Nel 2024 sono stati circa 242 milioni i piccoli studenti di 85 paesi che hanno dovuto interrompere gli studi per le condizioni metereologiche estreme che li hanno visti coinvolti. La stima, prudente per chi l’ha diffusa, è stata fatta dall’Unicef, l’agenzia dell’Onu per l’infanzia, ed è contenuta in un rapporto nel quale si deplora anche la scarsa attenzione su questo aspetto trascurato della crisi climatica.

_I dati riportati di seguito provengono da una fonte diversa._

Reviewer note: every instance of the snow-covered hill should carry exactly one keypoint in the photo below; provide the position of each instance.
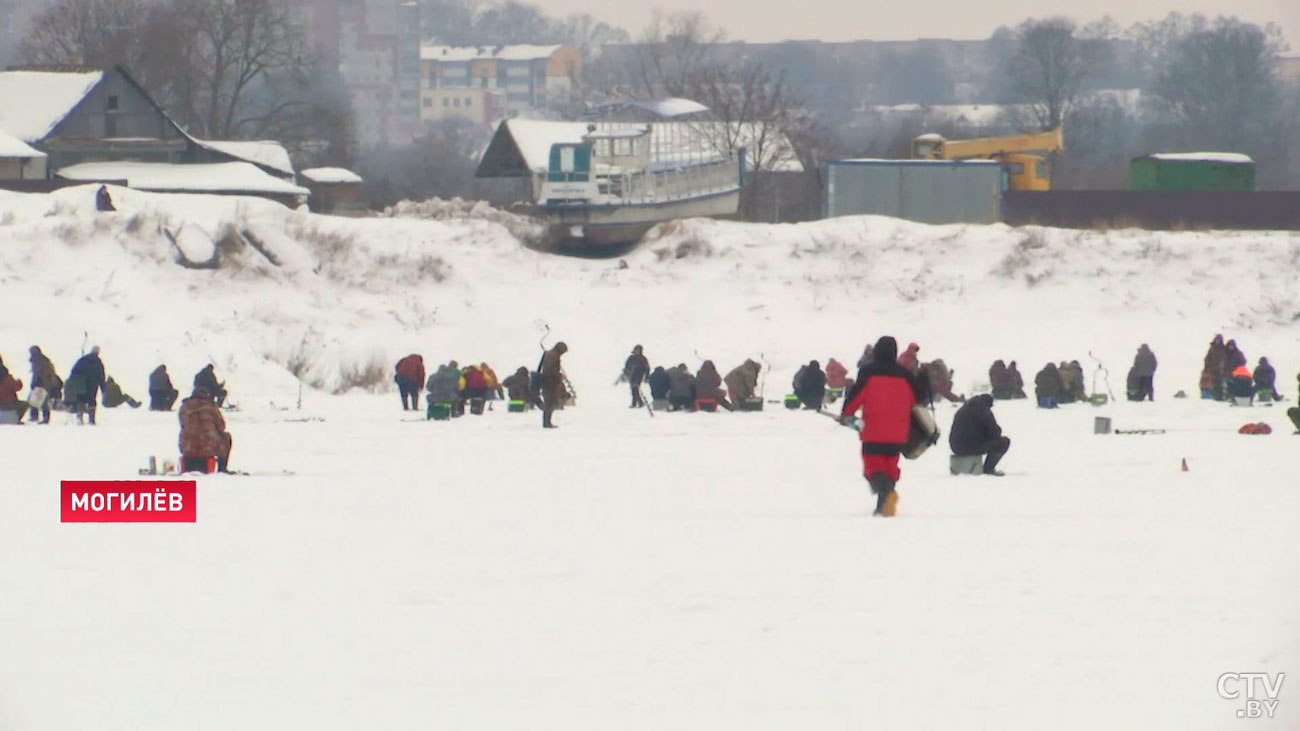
(334, 297)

La causa principale è stata individuata nelle ondate di forte calore che hanno colpito molte aree del pianeta. Con quali effetti? In primo luogo il rapporto pone in risalto il fatto che i bambini sono più vulnerabili alle condizioni metereologiche estreme, infatti la direttrice esecutiva dell’Unicef ha commentato: «I bambini non riescono a concentrarsi in aule che non offrono tregua dal caldo soffocante e non possono andare a scuola se il percorso è allagato o se le scuole vengono spazzate via».
Concretamente gli studenti di ogni ordine di scuole hanno dovuto subire lezioni sospese, vacanze spostate, riaperture fatte slittare, orari modificati e strutture scolastiche danneggiate o addirittura distrutte. I paesi più colpiti sono stati in particolare quelli asiatici come Bangladesh, Cambogia, India, Thailandia e Filippine.
Peccato che tale situazione vada contro uno dei quattro principi fondamentali della Convenzione sui Diritti dell’Infanzia, per la quale ogni bambino deve poter andare a scuola.